Abbiamo dunque: Calcinatio (Halloween) l’inizio del processo e prima trasmutazione, Putrefatio (Saturnali) la prima fusione degli opposti, Solutio (Candelora) la purificazione, Distillatio (Equinozio) in cui si separano le 4 sostanze o funzioni, Coniunctio (Calendimaggio) in cui si apre la Via dell’Albero e si ha la moltiplicazione, Sublimatio (Giorno di San Giovanni) dove si completa il Frutto dell’Opera e si realizza il primo potere (conoscenza e potere non sono mai disgiunti), Coagulatio (Il Raccolto) dove il Frutto si matura in Oro e si assimila e infine Tinctur (Michael Superno) dove l’Opera è completa e può “tingere” gli altri “metalli” e dove la Fenice risorge più splendente per iniziare un nuovo ciclo.

Ecco dunque che adesso possiamo dare un senso alle parole della Turba. La fase al bianco (Albedo) comprende la Candelora e l’Equinozio di primavera, fase di purificazione e di differenziazione, proseguendo inizia con Calendimaggio la fase al Rosso, dove l’Acqua del Mare diverrà rosso sangue. Il Mare rappresenta la trasformazione del Serpente dopo la purificazione, ossia quella fonte inesauribile di energia vitale, quell’abisso inconscio che deve essere sottomesso, solarizzato e governato per impadronirsi dei suoi grandi poteri. Rappresenta il mondo Lunare, il Regno delle Acque in cui si celano tesori sommersi ma anche insidie e pericoli da dominare. Il fatto che si tinga di rosso sta ad indicare che quest’Acqua si fa positiva (il rosso è sinonimo di alto rango, si pensi alle gerarchie ecclesiastiche o agli antichi romani), passa sotto il controllo della parte solare, della ragione cosciente, diventa cioè strumento di potere, e segno tangibile di questa acquisizione di potere è il Pugnale di San Giovanni, mediante il quale la volontà può iniziare a comandare sulle forze dell’invisibile. Il Rosso prelude all’Oro, cioè al pieno trionfo dell’iniziato, che secondo i Filosofi, riacquisiva in questo modo la propria dignità divina (da cui l’avvento del tempo di Dio). Prima però il Sole deve perdere la sua Luce e la Luna assumere la funzione del Sole. Siamo appunto al Solstizio, dove il Sole inizia ad accorciare il suo arco diurno (il giorno si fa più breve), nel segno del Cancro domicilio della Luna.

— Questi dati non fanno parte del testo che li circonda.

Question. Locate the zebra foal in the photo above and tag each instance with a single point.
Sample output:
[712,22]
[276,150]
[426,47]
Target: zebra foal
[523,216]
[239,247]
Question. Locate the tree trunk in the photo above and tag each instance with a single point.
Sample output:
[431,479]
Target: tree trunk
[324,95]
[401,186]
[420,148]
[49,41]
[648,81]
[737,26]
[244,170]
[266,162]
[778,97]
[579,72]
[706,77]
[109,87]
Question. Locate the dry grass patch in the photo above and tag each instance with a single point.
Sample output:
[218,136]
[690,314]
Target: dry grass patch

Siamo nel Regno delle Acque, non era forse il Battista colui che “battezzava con l’acqua”, e dopo di lui qualcun altro avrebbe battezzato con il “Fuoco”, simbolismo che troviamo nel Festival del Raccolto, posto sotto il segno del Leone, domicilio del Sole e inizio della fase “all’Oro”, cioè la fase solare per eccellenza.

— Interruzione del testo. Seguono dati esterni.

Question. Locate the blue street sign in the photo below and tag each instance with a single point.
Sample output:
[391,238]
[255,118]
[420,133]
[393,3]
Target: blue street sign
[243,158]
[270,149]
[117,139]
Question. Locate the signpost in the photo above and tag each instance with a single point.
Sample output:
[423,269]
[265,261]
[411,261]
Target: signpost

Prima di giungere all’Oro, l’Iniziato deve però passare per il Regno della Luna (rossa, ovvero di elevata nobiltà e potenza) e sviluppare al massimo le proprie facoltà intuitive, la veggenza, la sensitività e comandarle a piacere. In ogni percorso iniziatico dall’Orfismo allo Sciamanesimo, dall’Alchimia allo Yoga, esiste una simbolica “morte in vita” a cui segue una “resurrezione” alla nuova condizione di sapiente, di “oculatus” (dotato di nuovi occhi), il paragone più noto che sempre si fa è quello del seme, che deve morire per rinascere come nuova pianta.

Si può dire che i Misteri vanno prima intuiti e poi capiti. I “morti che risorgono”, sono quelle parti che si erano “mescolate” all’altro Soltizio, che ora sorgono più splendenti e rafforzate e non più disgiunte tra di loro. Ossia, secondo i Filosofi, l’uomo possiede in sé delle forze nascoste, dei grandi poteri, che sono simboleggiati dal Drago ovvero dal Serpente, la Kundalini dello Yoga, che deve imparare a dominare e a porre sotto il controllo della sua parte cosciente, per poi poterli usare a piacimento: questo è in sintesi il segreto dell’Arte. Tutto questo però fa parte di un percorso iniziatico, che si snoda nei Festival dell’Anno Magico e che prevede tappe successive di maturazione e di trasformazione, ricche di un simbolismo che aiuta l’iniziato ad elevarsi ed a intuire ciò che la ragione non può sempre comprendere. Alla fine si realizza quell’unità che è chiamata anche Pietra, o, altrove, Loto dai Mille Petali. Ecco dunque chiarite le parole del Filosofo, e quindi ci sarà di nuovo permesso di “mischiarci” a loro, ciò di iniziare un nuovo ciclo partendo dalla “nigredo”.